Running a campaign that's used pirates, I can tell you that you've GOT to resolve 4 issues.
1. Core DnD has never cared for ship to ship combat. You need to figure out a balanced system of, essentially, mass combat or miniatures combat. That's for the captain. Then, you need to figure out what the other three players are going to do. Balancing those two tasks is key. I've pulled it off because I DM a one PC game.
2. Once they kill the pirates, all hell breaks loose in your game. How much is that ship worth? It should be a lot, both because it serves as a good low-level goal (Team PC wants to scrape together enough dough to own their own ship) and for realism (surely this ship is worth more than a horse!). But what happens to your game balance if they sell it?

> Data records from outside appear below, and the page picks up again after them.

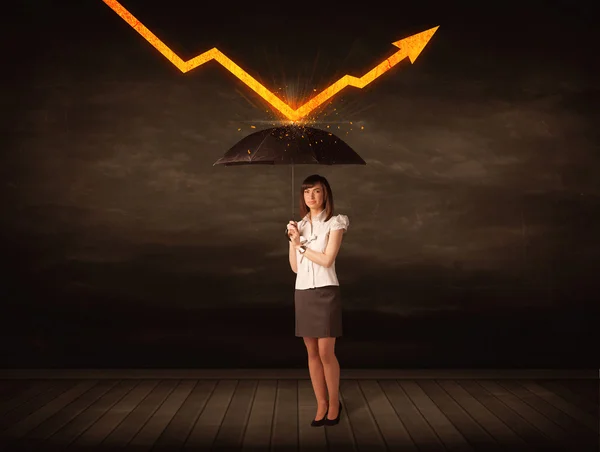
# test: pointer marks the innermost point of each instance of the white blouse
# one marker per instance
(315, 236)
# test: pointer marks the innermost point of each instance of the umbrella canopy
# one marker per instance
(291, 145)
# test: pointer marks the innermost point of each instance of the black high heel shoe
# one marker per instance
(336, 420)
(320, 422)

Does it wreck your expected income levels if your 5th level PCs take a poorly-defended merchantman, selling the ship and its cargo? How can it not? And if you make it difficult to sell a ship, then you've got a different problem: The PC Armada. That can be fine... if you've planned for it. Basically, think about the traditional difficulties with giving PCs a castle and add the problem that the castle retainers regularly go into combat, because they're pirates!

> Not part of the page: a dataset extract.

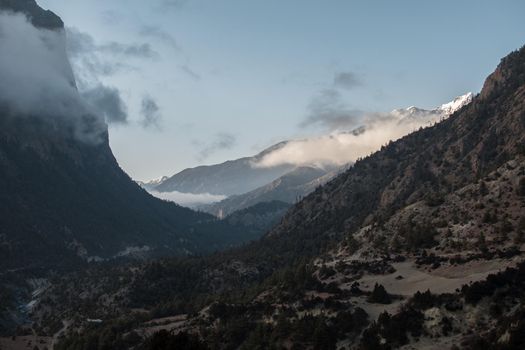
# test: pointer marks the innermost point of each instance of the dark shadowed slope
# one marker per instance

3. You need a rational economic system. Your major quarry is the fat merchantman. One of the ways to determine where to find them is by supply and demand. And as soon as the fat merchantman's ship has been taken, the PCs wish to sell their loot. And do you really think that the players are going to buy the idea that it's now worth 20% when the merchantman was going to make a tidy profit on this enterprise? Piracy is about black market economics, amongst other things, and it brings out the mercenary capitalist in players.
4. A mass combat system, not for ships, but for boarders. If your crew dies, you die, because you can't sail home, even if you defeat the Big Bad. Players are going to want to know how their pirates are doing in battle and be able to save them, while DMs do not want to make 200 attack rolls. Yes, there are ways of fudging it, but you need a system that measures how well one force will stack up against another, while allowing players to get involved.